The striking lighting (Lighting Designer Jason Glenwright) and soundscape (sound design/composition by Kim Busty Beatz Bowers) is used effectively throughout, such as in establishing the thrill of being on the hill in perfect spot to watch your team lose (design by Simona Cosentini and Simone Tesoreri). And when a ‘Queenslander’ chant commences before the siren signal of ‘game on’ for the start of the show proper, the palpable spirit and engery is unlike anything usually experienced in a theatre setting. Then the narrative begins with audio recording of that final minute, almost too tense to watch, which saw the Cowboys turn around 21 years of being a joke’s punchline.
Even though the match in question is regarded as one of the greatest grand finals in rugby league history, it is the off-field drama that occupies the story’s attention. And like sport, the show is full of good times (and abundant hilarity) along with tension, and there is an uncertainty around the direction it takes to its ultimate outcome. Indeed, the craftedness of Rovert Kronk and Nadine McDonald-Dowd’s script is such that it takes audiences from riotous laughter in one moment to the shared silence of absolute shock in the next. These are real and complex characters for whom sorry is said through a stoic attitude as much as actual words of apology. As a North Queenslander, it made me feel so many things over its twists and turns… proud, sad and nostalgic for Phelan’s pies and follow of the quality players to come out of the Foley shield North Queensland league competition.

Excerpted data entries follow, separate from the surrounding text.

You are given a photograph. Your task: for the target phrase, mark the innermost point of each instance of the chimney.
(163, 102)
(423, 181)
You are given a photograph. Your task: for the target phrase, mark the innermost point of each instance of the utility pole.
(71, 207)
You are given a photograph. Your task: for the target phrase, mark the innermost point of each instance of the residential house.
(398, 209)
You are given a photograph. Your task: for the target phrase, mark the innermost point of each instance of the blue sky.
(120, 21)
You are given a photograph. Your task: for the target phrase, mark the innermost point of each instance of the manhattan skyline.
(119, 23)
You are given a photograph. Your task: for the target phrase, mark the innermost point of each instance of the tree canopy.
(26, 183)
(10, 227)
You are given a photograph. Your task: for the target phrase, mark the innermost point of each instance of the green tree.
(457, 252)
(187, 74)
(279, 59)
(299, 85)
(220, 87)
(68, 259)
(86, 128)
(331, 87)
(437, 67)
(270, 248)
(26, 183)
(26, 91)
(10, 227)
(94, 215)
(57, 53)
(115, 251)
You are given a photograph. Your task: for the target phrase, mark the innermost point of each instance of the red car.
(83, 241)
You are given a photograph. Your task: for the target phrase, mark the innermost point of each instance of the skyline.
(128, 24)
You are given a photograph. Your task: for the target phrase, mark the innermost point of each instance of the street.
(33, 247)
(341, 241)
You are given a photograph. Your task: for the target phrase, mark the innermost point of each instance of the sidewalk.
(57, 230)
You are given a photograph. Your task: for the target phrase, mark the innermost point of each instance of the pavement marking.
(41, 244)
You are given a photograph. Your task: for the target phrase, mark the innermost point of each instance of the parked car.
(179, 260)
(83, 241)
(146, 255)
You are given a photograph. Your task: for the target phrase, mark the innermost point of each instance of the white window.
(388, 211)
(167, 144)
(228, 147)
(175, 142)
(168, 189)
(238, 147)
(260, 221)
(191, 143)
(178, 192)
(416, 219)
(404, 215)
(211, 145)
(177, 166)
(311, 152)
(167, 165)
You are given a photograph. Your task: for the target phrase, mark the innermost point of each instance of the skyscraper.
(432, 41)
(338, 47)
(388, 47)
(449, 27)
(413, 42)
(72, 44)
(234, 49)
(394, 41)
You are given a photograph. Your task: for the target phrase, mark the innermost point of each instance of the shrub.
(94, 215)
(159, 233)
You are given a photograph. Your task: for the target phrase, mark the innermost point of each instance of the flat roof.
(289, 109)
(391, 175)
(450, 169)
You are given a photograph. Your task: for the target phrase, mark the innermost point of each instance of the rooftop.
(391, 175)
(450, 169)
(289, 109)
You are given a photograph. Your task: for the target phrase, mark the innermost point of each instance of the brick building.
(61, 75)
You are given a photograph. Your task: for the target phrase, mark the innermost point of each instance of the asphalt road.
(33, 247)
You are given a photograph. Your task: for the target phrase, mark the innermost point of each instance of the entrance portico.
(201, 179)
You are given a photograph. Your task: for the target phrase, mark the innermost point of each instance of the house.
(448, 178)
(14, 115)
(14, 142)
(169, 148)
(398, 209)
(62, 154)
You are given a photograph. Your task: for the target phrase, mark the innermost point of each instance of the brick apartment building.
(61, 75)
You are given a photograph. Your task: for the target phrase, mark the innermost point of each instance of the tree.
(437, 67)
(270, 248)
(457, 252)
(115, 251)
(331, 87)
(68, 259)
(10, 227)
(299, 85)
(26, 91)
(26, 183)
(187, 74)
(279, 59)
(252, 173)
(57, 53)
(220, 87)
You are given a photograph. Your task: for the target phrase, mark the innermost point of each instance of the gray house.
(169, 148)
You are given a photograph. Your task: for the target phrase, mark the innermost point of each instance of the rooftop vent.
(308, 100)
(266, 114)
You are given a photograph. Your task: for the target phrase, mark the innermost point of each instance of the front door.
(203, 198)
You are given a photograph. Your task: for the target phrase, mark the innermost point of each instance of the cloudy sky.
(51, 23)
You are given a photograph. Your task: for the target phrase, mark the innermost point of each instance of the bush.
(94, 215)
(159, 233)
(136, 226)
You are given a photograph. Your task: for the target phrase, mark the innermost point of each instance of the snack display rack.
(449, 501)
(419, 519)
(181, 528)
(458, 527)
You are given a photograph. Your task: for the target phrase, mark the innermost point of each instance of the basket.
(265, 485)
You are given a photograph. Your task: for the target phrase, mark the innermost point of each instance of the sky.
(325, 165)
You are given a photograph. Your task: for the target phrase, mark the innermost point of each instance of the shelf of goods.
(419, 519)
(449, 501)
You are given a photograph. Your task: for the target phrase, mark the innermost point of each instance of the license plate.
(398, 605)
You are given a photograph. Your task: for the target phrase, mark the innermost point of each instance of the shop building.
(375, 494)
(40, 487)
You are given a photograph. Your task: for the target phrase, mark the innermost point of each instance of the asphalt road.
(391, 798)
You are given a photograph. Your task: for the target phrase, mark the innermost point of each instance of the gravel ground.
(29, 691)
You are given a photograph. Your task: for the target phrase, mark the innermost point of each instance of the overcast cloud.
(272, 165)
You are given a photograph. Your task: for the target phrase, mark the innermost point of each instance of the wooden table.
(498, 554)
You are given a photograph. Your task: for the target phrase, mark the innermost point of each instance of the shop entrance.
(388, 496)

In its touches on sexism in sport, racism, disparate small town (despite being a city) life and cultural identity, the show offers many moments of light and shade thanks to Bridget Boyle’s considered direction and the affecting performances of all cast members in roller-coasting the audience through the agony and ecstasy of its story. Deemal is fantastic as the feisty Jess, showing equal parts warmth and passion as she journeys from school girl to determined adolescent. Sheppard is especially wonderful in early scenes where he is full of ‘Black Flash’ bravado and as his down-to-earth wife Margaret, Brehmer is initially hilarious and later emboldened as a mother trying to ease family tensions and the aftermath of tragedy.
A largely underused Ambrum brings physical comedy to his initial scenes as a toddler, but this is ultimately not where he leaves his mark. Lafe Charlton is stoical as a laconic Uncle Gordon from Cloncurry and, along with David Terry, he pops into the action with some hilarious moments as a variety of characters in the ensemble.
Like any epic league match, the show’s emotional roller coaster is over in an hour and a half, but it is 90 minutes during which so much happens. In offering a perspective on the world in which we live beyond just a sense of humour, it also holds a mirror to our society whose image we might not necessarily find comforting. Like Rugby League itself, however, “The Longest Minute” will not only break your heart, but fill it with soul (and side-splitting laughs). Most importantly though, it tells one of our stories and widens theatre’s cultural landscape, making it accessible to audiences beyond just traditional theatre fans to those sports-lovers who think theatre is not for them, and for that it must be applauded.